As a fellow guy who is dealing with this since his 20's, welcome to the club! I agree with others, this sure as heck doesn't sound like "subclinical" anything. You have hypothyroidism. Not really much of a question about it, unless you've been super sick lately, which could result in a skewed TSH value. And as Lynn pointed out, now it's a matter of doing the further proper testing to determine which kind you have.

Taking the medication is the easy part. It just becomes part of your daily routine, and second-nature. Getting doctors to listen to you and advocating for yourself is the hard part. And finding a good doc who is up to speed on the latest info, as well as being open-minded is crucial. Do not fall into the same trap I did, where your doc ignores your signs & symptoms, refuses to run proper tests, and just gives you a handful of drug samples and prescriptions hoping you'll go away. That does nothing to address the root problems and fix them. Meanwhile, you languish. FYI -- thyroid labs are notoriously mis-interpreted by docs; do not accept an answer of, "they're normal" or "they're in range". (Get and keep copies of all your labs and tests.) You want to be optimized. That is the key word. As mentioned above, the AACE recommends a TSH value between 0.3 - 3.0. This is as of a few years ago, too, and is likely conservative at best.
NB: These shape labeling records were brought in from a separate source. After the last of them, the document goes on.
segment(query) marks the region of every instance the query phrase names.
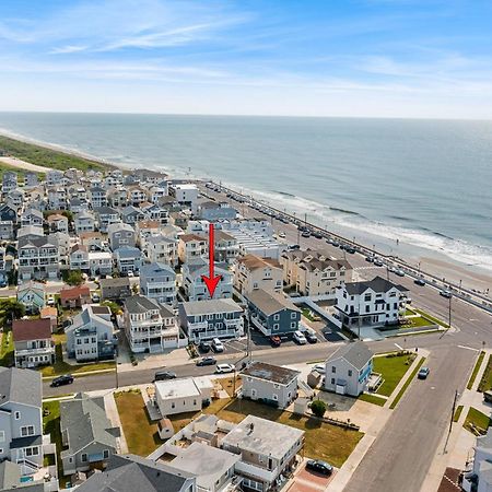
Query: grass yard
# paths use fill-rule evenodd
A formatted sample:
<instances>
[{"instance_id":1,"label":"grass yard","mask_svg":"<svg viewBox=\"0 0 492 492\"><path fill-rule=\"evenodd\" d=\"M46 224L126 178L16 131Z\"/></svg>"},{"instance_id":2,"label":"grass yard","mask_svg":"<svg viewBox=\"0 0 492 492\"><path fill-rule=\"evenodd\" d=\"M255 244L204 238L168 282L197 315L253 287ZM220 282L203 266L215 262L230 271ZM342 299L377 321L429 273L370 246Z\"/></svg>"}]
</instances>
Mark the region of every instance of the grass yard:
<instances>
[{"instance_id":1,"label":"grass yard","mask_svg":"<svg viewBox=\"0 0 492 492\"><path fill-rule=\"evenodd\" d=\"M480 370L480 366L482 365L483 362L483 358L485 356L485 352L483 352L483 350L480 352L480 355L477 359L477 362L475 364L473 371L471 373L470 376L470 380L467 384L467 389L471 389L471 387L473 386L475 379L477 379L477 374Z\"/></svg>"},{"instance_id":2,"label":"grass yard","mask_svg":"<svg viewBox=\"0 0 492 492\"><path fill-rule=\"evenodd\" d=\"M121 426L128 450L139 456L148 456L161 444L157 424L149 419L140 390L115 394Z\"/></svg>"},{"instance_id":3,"label":"grass yard","mask_svg":"<svg viewBox=\"0 0 492 492\"><path fill-rule=\"evenodd\" d=\"M114 370L116 367L114 361L93 362L89 364L78 364L78 365L67 364L67 362L63 362L61 343L57 343L55 350L56 350L55 364L46 365L44 367L40 367L39 370L43 377L50 377L50 376L55 377L60 376L61 374L77 375L90 373L93 371Z\"/></svg>"},{"instance_id":4,"label":"grass yard","mask_svg":"<svg viewBox=\"0 0 492 492\"><path fill-rule=\"evenodd\" d=\"M0 344L0 365L10 367L14 363L14 344L12 330L3 327L2 341Z\"/></svg>"},{"instance_id":5,"label":"grass yard","mask_svg":"<svg viewBox=\"0 0 492 492\"><path fill-rule=\"evenodd\" d=\"M45 415L45 411L47 411L47 415ZM60 458L63 446L61 444L59 401L46 401L43 403L43 427L44 433L49 434L51 436L51 442L57 446L58 480L60 481L60 489L65 489L69 477L63 477L63 468Z\"/></svg>"},{"instance_id":6,"label":"grass yard","mask_svg":"<svg viewBox=\"0 0 492 492\"><path fill-rule=\"evenodd\" d=\"M483 372L482 378L480 379L480 384L478 387L479 391L489 391L492 389L492 355L489 355L489 360L487 361L487 367Z\"/></svg>"},{"instance_id":7,"label":"grass yard","mask_svg":"<svg viewBox=\"0 0 492 492\"><path fill-rule=\"evenodd\" d=\"M462 426L475 435L483 435L487 433L490 424L490 417L485 415L476 408L470 408Z\"/></svg>"},{"instance_id":8,"label":"grass yard","mask_svg":"<svg viewBox=\"0 0 492 492\"><path fill-rule=\"evenodd\" d=\"M387 397L391 395L411 365L409 358L410 355L387 354L373 359L373 372L379 373L384 379L376 393Z\"/></svg>"},{"instance_id":9,"label":"grass yard","mask_svg":"<svg viewBox=\"0 0 492 492\"><path fill-rule=\"evenodd\" d=\"M377 395L370 395L368 393L363 393L358 400L367 401L367 403L378 405L379 407L384 407L386 403L386 398L378 397Z\"/></svg>"},{"instance_id":10,"label":"grass yard","mask_svg":"<svg viewBox=\"0 0 492 492\"><path fill-rule=\"evenodd\" d=\"M400 401L400 399L403 396L405 391L410 386L410 383L415 378L417 373L419 372L420 367L422 366L422 364L424 362L425 362L425 358L422 358L420 360L420 362L417 364L415 368L412 371L412 374L410 374L410 376L405 382L403 386L401 386L400 391L398 393L398 395L396 396L396 398L391 401L391 405L389 406L389 408L391 410L398 405L398 401Z\"/></svg>"}]
</instances>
Most of us here aim for a goal of a TSH at 1.0 or below, and a FT3 & FT4 at 50-75% of the reference range. That is easier said than done, and may need to be tweaked for you as an individual, but it's a good spot to try for at first.

Your doc should be ordering, at a minimum right now:

* TSH.

* Free T3, Free T4.

* Reverse T3.

* TPO Antibodies and Thyroglobulin Antibodies -- checks for Hashimoto's.

* TRAb (aka Thyroid Receptor Antibodies) or Thyroid Stimulating Immunoglobulin (aka TSI, *not* the same as TSH) -- checks for Graves'.

* Thyroid Ultrasound to get a baseline.

Anything less than the above, or if they refuse, look elsewhere for your medical care ASAP. You need someone who is an outside the box thinker, and that could be an MD, DO, ND, Endo, or other specialist. The plaque hanging on the wall is great, but that's not the whole story. Trust me, doing all of this up front will save you years of spinning your wheels down the road.


----------



## Ksum (Jun 21, 2014)

I'm so sorry, I forgot to mention a few labs.

These are all the labs I have had I regards to my thyroid.

Here are my lab results. 
11/19/2013 TSH 8.66 mclU/mL
11/19/2013 Free T4 1.1 ng/dL
11/23/2013 Thyroperoxidase antibody 437.8 IU/mL
02/25/2014 TSH 5.79 mclU/mL
02/25/2014 Free T4 1.0 ng/dL

The reason why I was told I'm subclinical is because I have normal levels of free t4 with a high tsh.

My doctor is a joke really. I'm gonna find another doctor for sure. Hopefully one that is more aware of Hashimoto's. 
With him I have to be adamant about a certain lab blood draw or test. He also has horrible bedside manner. I'm with Kaiser Permanente , not sure if anyone is aware of them, but the feeling I get is that they tell their doctors to be conservative with their orders of tests and labs. I'm gonna see who's taking patients.

This disease seems like a gateway disease!

So most people don't just take meds for the rest of their life, instead they also have other diseases along with their Hashimoto's?


----------



## bigfoot (May 13, 2011)

Ugh. Kaiser. Yep, they're not exactly forthcoming with ordering tests. I think I've read on here where others had trouble even getting them to run a simple FT3.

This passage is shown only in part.